Part II: A Second "Simple" Article on what is a Sports Car





In a March, 1956 Road & Track article Alan Beck, wrote perhaps the best contemporary explanation of what exactly was this unpractical thing  called a sports car:
A sports car is a fast-moving, slow-drifting, road loving heap of mechanistic perfection that will go faster, stop quicker, last longer, outgun, out run, and out fun any other pile of iron ever bolted together in this, or any other grand old country.
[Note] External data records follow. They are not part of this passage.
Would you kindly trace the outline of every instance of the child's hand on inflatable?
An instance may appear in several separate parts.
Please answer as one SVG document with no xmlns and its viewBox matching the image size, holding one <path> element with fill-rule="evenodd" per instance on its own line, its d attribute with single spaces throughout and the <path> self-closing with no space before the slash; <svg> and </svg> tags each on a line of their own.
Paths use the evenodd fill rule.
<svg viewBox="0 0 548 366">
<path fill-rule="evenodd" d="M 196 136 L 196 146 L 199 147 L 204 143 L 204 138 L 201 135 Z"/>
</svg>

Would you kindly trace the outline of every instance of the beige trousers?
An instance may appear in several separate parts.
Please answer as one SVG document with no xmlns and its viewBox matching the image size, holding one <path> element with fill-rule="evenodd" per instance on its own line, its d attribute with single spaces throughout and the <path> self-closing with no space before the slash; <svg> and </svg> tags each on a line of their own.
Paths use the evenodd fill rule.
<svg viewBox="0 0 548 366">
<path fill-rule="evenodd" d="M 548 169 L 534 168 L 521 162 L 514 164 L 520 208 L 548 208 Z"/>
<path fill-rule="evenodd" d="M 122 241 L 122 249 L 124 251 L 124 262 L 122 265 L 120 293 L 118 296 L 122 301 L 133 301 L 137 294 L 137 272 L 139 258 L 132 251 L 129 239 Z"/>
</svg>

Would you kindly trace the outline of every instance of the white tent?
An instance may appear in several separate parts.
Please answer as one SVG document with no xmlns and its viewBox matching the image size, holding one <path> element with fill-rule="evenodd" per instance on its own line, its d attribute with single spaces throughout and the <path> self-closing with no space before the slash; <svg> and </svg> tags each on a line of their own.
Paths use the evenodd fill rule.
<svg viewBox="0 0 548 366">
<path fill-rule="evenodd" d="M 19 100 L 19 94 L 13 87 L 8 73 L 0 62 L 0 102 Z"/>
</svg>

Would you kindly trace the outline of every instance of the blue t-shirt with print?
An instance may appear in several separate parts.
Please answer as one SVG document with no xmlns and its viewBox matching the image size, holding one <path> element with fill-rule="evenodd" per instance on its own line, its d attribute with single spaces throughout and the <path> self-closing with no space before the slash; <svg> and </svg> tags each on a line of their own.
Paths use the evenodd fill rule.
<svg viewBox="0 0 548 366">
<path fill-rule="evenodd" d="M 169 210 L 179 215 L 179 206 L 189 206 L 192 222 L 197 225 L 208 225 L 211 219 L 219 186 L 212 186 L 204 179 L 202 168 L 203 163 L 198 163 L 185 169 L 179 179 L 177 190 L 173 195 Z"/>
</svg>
It is like a smooth, well-built, brown-eyed blond who moves in the society of Hollywood, Manhattan, London, Paris, or Rome, but prefers stupid old you from Keokuk, Iowa….
            A sports car is a flash in the rainy night, a creature with a mind and a will of its own….
            A sports car is the twin jabs of the downshift at 50 miles an hour as the 90 degree corner comes up without any tire-screaming, gravel throwing slide into the shoulder. It is the rock-steady whine of 5000 rpm on the long straight-away, the big needle touching the magic 100 figure on the circular black dial. It is the whoosh that went by you on the lonely back road. It is what gives that heart-in-the mouth sensation as you sail as you sail down the long hill into Watkins Glen for race week and the sense the magic ahead….
            A sports car expects and deserves the pampering of a spoiled and expensive wife….
            It is a barky exhaust, the long sweep of a clean fender, an honesty of line, a functional hunk of power dictated by engineers instead of housewives….

            Sports cars are a happy and proud breed – like the Scotch tartans, French fleur-de-lis. And British crests, but wjen you acquire one, don’t expect understanding, credit, appreciation, or admiration. To the world, a sports car will ever evoke: “What do you want that thing for?  It’s not practical.” And you can’t answer – because the answer is out there in the sunset of a winter’s day on the wide open road, the wind stinging past your upturned mackinaw, the contented purr of the big engine turning into a whine, and the needle of the rev counter creeping up into the red.